In fact, it has been the year of desktop Linux since about 2000, EVERY Year.

Which is a good thing!
Before 2000, Linux was not really usable as Desktop machine, after 2000 Apps like OOo, KOffice, KDE, GNOME, Gimp and the likes were available to ease the desktop application itch and the installers became better with every release.

And people started to actually use Linux on the Desktop. Of course, first where the people who were not put off from typing shell commands and editing configuration files, but that was a start.
From then on, every year the linux distros became more and more desktop-friendly to more and more users.

Today, you can give an Ubuntu CD to anybody who maintains his own private WinXP box, and be sure he can install it and find most of the hardware in a working state after installation. He will be able to immediately write a document, draw a picture and manipulate is photographs with close to no learning.

Of course it would take that guy some time to really learn the ins and outs of Linux, but basically everything works, and he can start using Linux.

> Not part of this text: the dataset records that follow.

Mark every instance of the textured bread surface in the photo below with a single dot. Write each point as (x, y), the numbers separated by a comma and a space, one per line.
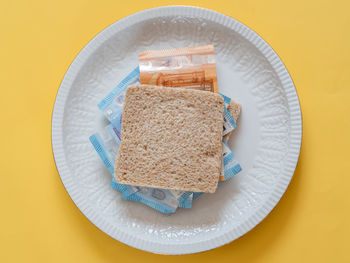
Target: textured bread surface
(234, 109)
(171, 138)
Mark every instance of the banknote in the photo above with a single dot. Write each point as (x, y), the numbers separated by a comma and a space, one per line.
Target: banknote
(187, 67)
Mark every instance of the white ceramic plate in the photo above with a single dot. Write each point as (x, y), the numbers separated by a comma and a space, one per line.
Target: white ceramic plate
(266, 142)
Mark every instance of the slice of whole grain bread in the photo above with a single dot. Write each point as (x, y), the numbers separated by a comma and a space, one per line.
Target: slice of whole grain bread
(171, 138)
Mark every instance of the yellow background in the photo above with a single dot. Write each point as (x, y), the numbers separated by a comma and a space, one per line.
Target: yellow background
(40, 223)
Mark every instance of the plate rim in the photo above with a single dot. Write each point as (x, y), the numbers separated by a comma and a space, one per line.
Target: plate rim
(276, 193)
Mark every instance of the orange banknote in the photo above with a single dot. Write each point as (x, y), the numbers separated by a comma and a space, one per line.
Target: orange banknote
(187, 67)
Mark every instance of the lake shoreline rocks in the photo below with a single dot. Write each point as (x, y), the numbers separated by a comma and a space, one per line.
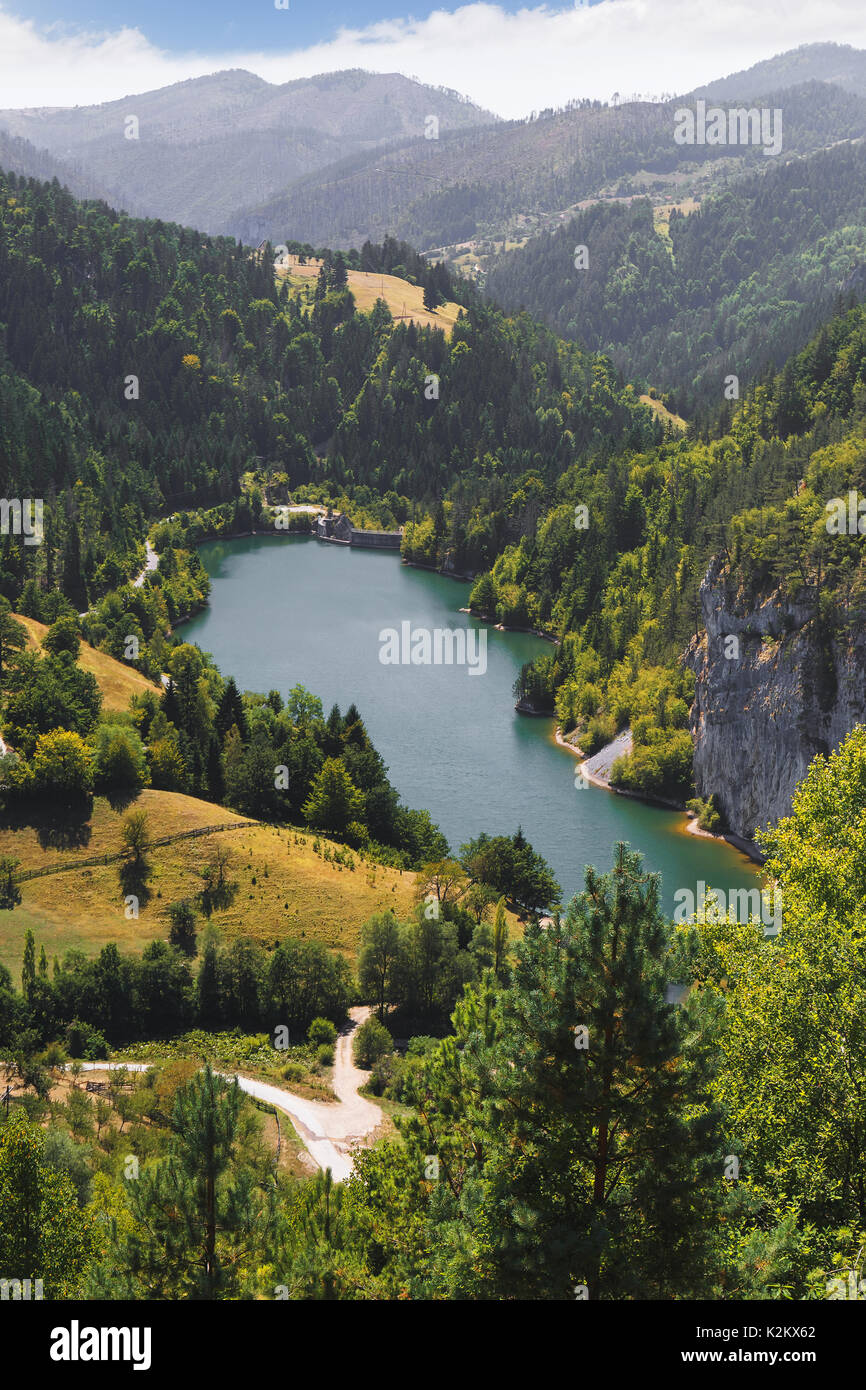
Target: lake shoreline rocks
(597, 770)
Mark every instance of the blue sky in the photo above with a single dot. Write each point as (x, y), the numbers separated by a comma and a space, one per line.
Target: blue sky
(216, 25)
(509, 56)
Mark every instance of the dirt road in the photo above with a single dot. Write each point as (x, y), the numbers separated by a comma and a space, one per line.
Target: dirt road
(328, 1132)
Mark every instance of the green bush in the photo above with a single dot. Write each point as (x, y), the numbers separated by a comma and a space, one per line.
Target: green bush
(321, 1030)
(84, 1041)
(293, 1072)
(371, 1041)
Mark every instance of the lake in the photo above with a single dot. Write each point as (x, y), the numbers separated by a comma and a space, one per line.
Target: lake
(299, 610)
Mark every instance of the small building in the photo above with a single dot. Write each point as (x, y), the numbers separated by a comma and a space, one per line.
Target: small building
(338, 527)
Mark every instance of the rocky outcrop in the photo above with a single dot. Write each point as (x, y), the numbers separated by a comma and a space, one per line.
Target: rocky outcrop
(773, 690)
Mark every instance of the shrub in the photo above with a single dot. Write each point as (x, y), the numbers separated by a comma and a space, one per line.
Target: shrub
(321, 1030)
(86, 1041)
(371, 1041)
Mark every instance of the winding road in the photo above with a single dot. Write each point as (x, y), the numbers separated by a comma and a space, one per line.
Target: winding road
(328, 1130)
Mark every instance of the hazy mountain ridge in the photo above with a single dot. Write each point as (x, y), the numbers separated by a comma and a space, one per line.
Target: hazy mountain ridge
(836, 63)
(210, 145)
(481, 181)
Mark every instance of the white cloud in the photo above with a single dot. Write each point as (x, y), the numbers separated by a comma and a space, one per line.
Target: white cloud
(512, 64)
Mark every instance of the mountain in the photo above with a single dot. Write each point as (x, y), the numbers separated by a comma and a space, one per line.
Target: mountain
(18, 156)
(508, 180)
(811, 63)
(210, 145)
(680, 299)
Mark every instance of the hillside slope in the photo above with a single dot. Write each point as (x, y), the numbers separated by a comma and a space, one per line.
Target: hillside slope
(117, 681)
(285, 887)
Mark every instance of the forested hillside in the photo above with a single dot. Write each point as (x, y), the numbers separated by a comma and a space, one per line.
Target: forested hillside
(731, 288)
(619, 581)
(146, 369)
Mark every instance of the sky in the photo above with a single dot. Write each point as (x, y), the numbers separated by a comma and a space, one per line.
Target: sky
(509, 57)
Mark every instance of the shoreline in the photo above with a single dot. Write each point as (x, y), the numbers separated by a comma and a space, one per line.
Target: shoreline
(503, 627)
(744, 847)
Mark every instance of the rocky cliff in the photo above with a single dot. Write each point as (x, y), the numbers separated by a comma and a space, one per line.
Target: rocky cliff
(773, 690)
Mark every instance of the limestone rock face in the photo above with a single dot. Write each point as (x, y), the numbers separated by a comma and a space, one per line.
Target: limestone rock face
(770, 695)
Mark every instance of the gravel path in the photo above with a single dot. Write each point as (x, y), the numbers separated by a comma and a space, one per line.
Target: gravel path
(327, 1130)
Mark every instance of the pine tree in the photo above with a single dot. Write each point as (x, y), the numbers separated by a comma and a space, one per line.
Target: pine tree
(608, 1157)
(231, 710)
(28, 965)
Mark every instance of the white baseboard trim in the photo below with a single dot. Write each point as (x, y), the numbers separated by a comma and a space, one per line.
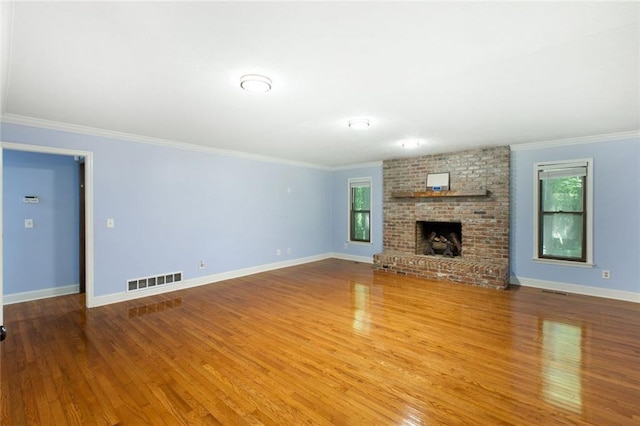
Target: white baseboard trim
(27, 296)
(344, 256)
(208, 279)
(576, 288)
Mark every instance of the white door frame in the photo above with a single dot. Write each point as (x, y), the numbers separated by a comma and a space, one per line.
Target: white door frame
(88, 184)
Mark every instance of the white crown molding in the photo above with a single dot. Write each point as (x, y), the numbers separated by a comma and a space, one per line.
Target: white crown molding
(609, 137)
(578, 289)
(28, 296)
(130, 137)
(357, 166)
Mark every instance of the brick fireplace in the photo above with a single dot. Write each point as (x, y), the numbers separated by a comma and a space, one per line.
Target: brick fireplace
(475, 209)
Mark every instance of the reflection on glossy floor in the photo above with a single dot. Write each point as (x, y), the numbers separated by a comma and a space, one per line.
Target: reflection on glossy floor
(325, 343)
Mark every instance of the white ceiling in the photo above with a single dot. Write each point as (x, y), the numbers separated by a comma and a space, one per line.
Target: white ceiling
(453, 74)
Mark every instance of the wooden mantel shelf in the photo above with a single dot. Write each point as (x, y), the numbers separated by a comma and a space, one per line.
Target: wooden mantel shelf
(435, 194)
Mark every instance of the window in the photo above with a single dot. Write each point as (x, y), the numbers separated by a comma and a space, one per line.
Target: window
(360, 210)
(563, 212)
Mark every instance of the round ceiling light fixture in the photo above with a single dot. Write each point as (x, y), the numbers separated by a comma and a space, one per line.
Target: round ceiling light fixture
(359, 123)
(410, 143)
(255, 83)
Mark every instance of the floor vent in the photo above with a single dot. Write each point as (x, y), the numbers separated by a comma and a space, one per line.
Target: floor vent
(155, 281)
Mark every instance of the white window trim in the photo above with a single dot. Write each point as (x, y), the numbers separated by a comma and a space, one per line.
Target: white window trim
(364, 181)
(589, 226)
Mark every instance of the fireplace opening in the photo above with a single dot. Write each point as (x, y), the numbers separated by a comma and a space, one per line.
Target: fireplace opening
(439, 238)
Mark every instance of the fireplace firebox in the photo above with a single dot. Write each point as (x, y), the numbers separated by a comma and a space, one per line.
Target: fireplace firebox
(439, 238)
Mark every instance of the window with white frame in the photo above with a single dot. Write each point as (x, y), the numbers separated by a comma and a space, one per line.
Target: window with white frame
(563, 212)
(360, 210)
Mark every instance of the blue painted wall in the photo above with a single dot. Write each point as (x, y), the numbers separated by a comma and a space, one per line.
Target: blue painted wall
(45, 256)
(616, 215)
(340, 194)
(174, 208)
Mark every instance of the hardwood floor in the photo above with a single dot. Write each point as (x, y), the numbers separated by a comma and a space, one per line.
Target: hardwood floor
(331, 342)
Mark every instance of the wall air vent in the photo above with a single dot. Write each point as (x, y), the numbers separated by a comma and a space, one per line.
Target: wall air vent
(155, 281)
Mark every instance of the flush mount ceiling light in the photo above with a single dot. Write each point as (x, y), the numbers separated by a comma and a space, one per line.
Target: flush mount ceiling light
(410, 143)
(359, 123)
(255, 83)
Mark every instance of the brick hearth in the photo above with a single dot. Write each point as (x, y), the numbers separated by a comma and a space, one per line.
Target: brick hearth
(484, 218)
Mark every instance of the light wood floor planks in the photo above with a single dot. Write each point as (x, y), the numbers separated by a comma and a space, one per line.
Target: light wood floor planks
(330, 342)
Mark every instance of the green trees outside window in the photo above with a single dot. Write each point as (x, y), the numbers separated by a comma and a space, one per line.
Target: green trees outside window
(562, 214)
(360, 211)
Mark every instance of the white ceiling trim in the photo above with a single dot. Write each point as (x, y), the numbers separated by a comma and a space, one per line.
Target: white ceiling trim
(92, 131)
(581, 140)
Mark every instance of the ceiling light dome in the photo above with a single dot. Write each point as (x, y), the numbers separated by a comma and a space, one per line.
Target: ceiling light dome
(359, 123)
(255, 83)
(410, 143)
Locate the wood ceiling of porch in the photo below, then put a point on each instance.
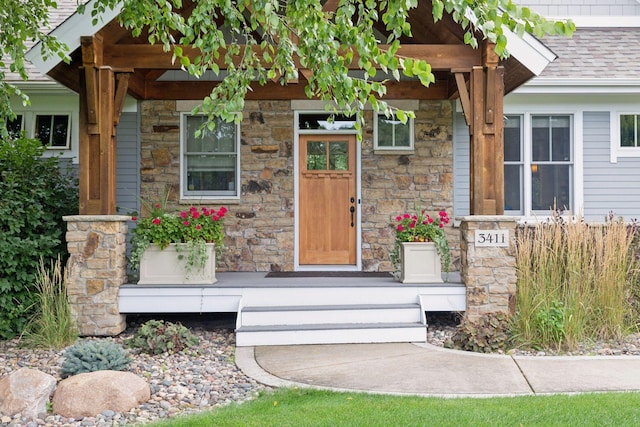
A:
(440, 44)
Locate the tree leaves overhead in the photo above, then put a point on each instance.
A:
(274, 40)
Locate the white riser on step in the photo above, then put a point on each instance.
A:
(330, 314)
(340, 336)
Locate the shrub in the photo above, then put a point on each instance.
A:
(158, 336)
(91, 356)
(488, 334)
(34, 197)
(52, 325)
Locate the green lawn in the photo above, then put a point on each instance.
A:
(304, 407)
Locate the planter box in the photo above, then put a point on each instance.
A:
(420, 263)
(163, 267)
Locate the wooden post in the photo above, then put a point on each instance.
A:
(487, 136)
(100, 108)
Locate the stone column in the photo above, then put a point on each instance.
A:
(96, 268)
(488, 249)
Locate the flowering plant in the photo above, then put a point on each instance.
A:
(421, 227)
(193, 227)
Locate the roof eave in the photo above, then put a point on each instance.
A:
(70, 32)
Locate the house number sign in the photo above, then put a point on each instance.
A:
(492, 238)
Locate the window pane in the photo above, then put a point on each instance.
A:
(628, 130)
(512, 139)
(339, 156)
(540, 139)
(561, 135)
(211, 161)
(393, 133)
(43, 129)
(512, 187)
(316, 155)
(60, 129)
(550, 187)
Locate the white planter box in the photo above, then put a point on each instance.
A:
(420, 263)
(163, 267)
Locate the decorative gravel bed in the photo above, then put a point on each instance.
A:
(207, 378)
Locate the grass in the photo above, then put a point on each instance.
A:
(576, 282)
(305, 407)
(52, 325)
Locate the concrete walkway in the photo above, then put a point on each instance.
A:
(424, 369)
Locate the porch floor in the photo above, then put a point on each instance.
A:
(306, 310)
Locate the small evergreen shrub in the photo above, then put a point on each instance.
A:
(158, 336)
(91, 356)
(487, 335)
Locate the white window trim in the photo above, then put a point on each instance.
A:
(392, 150)
(616, 150)
(188, 198)
(32, 130)
(577, 190)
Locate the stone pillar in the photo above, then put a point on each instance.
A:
(96, 268)
(488, 249)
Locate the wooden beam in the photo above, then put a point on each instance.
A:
(464, 98)
(440, 57)
(197, 90)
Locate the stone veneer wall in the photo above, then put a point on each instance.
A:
(260, 227)
(96, 268)
(489, 273)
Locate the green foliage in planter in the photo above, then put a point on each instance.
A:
(91, 356)
(486, 335)
(35, 194)
(158, 336)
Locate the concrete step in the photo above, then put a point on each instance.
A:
(321, 314)
(330, 334)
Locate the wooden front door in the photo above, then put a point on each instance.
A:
(327, 200)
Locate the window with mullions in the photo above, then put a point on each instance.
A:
(513, 164)
(629, 130)
(15, 126)
(551, 162)
(391, 134)
(211, 162)
(52, 130)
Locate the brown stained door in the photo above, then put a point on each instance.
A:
(327, 200)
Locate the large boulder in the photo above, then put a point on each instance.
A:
(88, 394)
(26, 391)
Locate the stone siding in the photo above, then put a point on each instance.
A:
(96, 269)
(489, 273)
(260, 226)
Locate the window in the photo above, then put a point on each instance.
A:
(52, 130)
(15, 126)
(210, 165)
(391, 134)
(538, 164)
(513, 163)
(629, 131)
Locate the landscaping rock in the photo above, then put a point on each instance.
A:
(26, 391)
(89, 394)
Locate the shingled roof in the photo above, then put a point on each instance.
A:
(595, 53)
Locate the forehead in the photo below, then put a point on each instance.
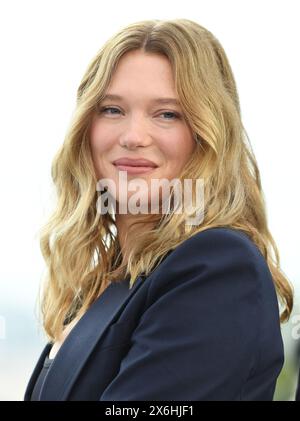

in 2000, maybe 1% of the WinXP users had been able to switch (from a competence point of view), now probably 50% are principally able to switch, at some point in the future everybody who can install and maintain Windows will be able to install and maintain Linux.
This of course does not mean that everybody who CAN switch acually DOES switch, adoption itself in large quantities will take lots of time (like most of the number crunching ist still done in FORTRAN, because switching to a different language is not convinient).

So I guess, you will have to hear the "next year, desktop Linux year" phrase quite often in the future.
For ME, the year of the Linux desktop was 2000, this was the year when I booted Windows only to play games, for everything else I used Linux.

Reply Parent Score: 3

BurningShadow Member since:
2006-09-07

And for me that year was 1999.
Then I found out it sucked. Not because of lack of applications, becasue you're right on that. It was also easy use, no problems there. It just wasn't a desktop system. Not even BestLinux (SOT), and RedFlag was real desktop systems. They were just made to look like it.